Hierarchical configuration

Applications should follow a hierarchical configuration structure. Use the following order, from highest priority to lowest.

  1. Command-line arguments
  2. Environment variables
  3. Directory or repository-scoped configuration
  4. User-scoped configuration
  5. System-wide configuration
  6. Default configuration shipped with the program.

Tip: One neat trick is to embed your app's default configuration as a config file within your binary. The default configuration can serve as an example to other users.

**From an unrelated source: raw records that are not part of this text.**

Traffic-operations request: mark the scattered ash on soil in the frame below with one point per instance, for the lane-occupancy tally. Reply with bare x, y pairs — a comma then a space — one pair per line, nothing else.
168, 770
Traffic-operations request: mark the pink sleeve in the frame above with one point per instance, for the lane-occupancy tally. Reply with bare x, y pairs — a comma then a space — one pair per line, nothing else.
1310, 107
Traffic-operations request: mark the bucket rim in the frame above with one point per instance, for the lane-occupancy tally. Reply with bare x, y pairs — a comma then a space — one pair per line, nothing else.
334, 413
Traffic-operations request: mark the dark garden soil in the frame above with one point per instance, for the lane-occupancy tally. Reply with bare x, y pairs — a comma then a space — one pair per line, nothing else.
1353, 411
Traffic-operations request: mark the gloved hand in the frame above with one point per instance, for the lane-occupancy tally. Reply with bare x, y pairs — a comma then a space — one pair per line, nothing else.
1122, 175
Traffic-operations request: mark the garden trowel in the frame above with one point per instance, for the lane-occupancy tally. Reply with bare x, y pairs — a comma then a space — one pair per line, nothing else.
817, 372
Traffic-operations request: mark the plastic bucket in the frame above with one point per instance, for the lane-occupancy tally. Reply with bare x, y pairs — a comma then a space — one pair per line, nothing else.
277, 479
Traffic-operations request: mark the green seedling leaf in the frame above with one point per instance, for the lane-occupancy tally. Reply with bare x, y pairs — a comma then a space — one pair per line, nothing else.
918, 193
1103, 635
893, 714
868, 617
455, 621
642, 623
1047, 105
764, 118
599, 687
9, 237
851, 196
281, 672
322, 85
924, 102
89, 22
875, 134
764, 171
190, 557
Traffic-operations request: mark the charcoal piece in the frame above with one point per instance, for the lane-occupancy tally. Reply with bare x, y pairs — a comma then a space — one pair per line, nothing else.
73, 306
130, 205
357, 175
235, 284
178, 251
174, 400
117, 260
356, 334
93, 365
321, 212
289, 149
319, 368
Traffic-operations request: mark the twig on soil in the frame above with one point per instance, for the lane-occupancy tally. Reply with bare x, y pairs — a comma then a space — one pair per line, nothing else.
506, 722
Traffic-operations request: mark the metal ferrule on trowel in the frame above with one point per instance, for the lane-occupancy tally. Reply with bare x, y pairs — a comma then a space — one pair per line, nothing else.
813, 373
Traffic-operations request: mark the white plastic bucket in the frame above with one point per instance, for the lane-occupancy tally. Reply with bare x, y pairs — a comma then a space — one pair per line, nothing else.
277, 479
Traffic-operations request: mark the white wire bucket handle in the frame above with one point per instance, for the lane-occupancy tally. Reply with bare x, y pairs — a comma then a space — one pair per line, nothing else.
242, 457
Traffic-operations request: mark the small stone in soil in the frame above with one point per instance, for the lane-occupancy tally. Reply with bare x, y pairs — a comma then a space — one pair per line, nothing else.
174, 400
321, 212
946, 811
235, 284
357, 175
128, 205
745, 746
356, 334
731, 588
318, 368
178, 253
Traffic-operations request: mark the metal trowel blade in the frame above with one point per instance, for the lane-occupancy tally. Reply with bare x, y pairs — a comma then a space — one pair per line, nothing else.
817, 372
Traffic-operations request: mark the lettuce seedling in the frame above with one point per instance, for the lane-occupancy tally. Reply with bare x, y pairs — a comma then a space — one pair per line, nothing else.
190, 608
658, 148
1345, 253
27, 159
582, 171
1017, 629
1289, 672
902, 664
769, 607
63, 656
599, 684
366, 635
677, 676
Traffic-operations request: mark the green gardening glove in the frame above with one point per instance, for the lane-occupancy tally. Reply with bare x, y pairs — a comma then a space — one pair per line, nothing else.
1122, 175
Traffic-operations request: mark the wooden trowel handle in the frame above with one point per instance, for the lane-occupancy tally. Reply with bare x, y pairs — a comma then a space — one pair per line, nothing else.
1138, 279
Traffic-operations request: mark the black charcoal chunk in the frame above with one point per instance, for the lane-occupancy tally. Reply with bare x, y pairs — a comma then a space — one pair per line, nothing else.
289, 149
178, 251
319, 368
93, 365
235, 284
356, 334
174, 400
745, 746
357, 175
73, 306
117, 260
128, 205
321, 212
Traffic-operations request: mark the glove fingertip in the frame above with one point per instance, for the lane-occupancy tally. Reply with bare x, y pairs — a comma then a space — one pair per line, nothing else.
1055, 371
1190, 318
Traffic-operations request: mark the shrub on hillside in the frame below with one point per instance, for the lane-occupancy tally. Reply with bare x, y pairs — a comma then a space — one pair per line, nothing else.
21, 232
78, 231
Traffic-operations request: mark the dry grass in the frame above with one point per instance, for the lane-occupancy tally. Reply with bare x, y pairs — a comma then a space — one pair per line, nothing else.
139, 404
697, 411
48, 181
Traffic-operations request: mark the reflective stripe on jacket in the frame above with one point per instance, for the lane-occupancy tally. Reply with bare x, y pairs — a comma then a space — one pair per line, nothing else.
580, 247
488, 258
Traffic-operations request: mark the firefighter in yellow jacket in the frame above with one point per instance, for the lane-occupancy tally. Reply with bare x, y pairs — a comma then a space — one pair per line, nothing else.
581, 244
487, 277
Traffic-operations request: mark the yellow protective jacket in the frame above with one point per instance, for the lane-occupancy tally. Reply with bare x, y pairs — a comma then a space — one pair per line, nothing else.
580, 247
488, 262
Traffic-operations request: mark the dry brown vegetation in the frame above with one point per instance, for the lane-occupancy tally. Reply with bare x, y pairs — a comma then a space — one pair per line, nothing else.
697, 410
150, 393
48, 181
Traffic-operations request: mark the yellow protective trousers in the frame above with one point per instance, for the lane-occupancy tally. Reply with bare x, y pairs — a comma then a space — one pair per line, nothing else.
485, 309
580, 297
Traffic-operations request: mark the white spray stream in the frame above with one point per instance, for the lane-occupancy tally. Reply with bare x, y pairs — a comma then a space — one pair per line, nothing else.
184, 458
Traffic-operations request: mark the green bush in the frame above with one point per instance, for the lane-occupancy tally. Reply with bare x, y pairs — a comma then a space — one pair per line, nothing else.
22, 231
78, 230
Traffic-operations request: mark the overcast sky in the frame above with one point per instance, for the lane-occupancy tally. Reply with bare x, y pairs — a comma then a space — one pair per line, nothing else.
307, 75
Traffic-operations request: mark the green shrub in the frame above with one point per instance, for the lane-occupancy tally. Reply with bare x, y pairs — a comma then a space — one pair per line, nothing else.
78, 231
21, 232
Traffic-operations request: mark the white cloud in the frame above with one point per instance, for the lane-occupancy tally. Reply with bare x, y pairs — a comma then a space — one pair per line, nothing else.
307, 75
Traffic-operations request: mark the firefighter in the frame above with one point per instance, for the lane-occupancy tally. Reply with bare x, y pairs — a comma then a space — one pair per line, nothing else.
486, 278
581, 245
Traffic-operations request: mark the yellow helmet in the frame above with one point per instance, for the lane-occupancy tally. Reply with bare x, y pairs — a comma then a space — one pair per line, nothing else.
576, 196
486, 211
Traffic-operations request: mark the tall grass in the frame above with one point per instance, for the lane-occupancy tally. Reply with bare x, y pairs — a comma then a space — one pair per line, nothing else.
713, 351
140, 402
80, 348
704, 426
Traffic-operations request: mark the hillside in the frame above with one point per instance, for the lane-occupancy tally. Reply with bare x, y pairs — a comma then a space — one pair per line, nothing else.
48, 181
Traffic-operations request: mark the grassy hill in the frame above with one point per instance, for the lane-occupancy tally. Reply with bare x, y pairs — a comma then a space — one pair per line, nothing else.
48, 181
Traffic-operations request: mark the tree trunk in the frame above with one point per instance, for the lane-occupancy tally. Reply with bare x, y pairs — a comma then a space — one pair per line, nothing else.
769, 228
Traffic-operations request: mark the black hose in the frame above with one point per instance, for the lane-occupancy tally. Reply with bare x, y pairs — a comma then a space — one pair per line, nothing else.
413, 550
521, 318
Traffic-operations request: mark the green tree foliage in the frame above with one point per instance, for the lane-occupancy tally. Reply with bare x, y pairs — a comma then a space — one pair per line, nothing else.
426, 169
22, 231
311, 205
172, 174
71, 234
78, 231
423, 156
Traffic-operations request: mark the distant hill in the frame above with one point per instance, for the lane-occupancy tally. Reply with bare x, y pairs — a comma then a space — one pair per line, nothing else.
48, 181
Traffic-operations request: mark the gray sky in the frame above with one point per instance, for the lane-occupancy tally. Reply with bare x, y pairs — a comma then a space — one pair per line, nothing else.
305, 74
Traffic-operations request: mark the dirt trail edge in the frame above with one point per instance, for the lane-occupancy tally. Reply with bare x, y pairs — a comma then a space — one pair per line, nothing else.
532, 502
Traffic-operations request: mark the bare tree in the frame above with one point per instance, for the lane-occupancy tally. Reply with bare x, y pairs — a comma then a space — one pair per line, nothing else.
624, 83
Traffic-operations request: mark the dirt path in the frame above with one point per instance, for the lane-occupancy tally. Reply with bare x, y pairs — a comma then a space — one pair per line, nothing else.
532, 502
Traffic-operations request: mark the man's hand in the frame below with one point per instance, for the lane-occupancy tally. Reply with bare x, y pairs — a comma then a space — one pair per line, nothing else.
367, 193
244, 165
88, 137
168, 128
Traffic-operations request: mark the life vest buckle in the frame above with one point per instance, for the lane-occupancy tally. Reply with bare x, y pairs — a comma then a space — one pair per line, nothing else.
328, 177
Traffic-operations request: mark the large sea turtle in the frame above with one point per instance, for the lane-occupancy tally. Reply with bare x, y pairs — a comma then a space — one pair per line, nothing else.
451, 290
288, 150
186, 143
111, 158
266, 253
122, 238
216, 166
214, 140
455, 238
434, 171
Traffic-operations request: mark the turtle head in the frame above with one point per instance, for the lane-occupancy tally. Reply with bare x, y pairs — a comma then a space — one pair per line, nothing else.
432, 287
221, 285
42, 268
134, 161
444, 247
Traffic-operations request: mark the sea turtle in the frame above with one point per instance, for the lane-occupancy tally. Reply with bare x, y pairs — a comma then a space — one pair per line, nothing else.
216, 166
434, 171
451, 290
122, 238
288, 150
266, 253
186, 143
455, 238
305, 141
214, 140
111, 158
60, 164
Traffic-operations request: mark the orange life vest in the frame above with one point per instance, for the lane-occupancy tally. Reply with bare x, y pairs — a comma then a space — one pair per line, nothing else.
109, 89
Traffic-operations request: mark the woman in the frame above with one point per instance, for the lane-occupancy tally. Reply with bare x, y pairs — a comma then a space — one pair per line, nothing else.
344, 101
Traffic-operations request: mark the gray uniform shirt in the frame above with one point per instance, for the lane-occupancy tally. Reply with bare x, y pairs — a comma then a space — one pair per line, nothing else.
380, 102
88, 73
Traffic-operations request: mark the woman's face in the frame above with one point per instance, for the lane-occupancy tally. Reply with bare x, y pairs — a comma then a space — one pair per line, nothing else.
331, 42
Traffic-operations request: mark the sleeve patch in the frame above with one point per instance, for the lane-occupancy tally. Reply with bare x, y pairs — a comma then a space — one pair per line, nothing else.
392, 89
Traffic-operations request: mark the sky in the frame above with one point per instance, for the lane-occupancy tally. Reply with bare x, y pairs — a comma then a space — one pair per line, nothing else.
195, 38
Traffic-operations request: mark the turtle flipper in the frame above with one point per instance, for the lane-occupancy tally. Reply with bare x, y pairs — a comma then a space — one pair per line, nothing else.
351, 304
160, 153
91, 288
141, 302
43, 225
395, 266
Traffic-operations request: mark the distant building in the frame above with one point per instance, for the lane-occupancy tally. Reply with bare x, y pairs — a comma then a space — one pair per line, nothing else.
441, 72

There are some exceptions. For example, color support should follow the rules listed in the Colors section.

Configurations may be merged rather than completely overwritten. Consider the following configuration files.

# $HOME/.config/myapp.toml -- user-scoped config
limit = 42

[encoding]
input = "utf16"
output = "latin1"
# <repository>/.config/myapp.toml -- repository-scoped config
limit = 84

[encoding]
input = "utf8"

One way to merge configurations is to combine them, as follows:

limit = 84

[encoding]
input = "utf8"
output = "latin1"

Exactly how deep merges should go is application-specific.

Rust libraries for managing configuration

There are two main Rust libraries for managing hierarchical configuration:

  • config. I've used this for my own projects.
  • figment. Seems high quality, though I haven't used it.

These configuration libraries can be used in combination with serde, so that you can manage hierarchies and merges with dynamically typed variables at the edges of your program, then switch over to well-typed serde structures for validating the config's schema. For how to do this with config, see this example.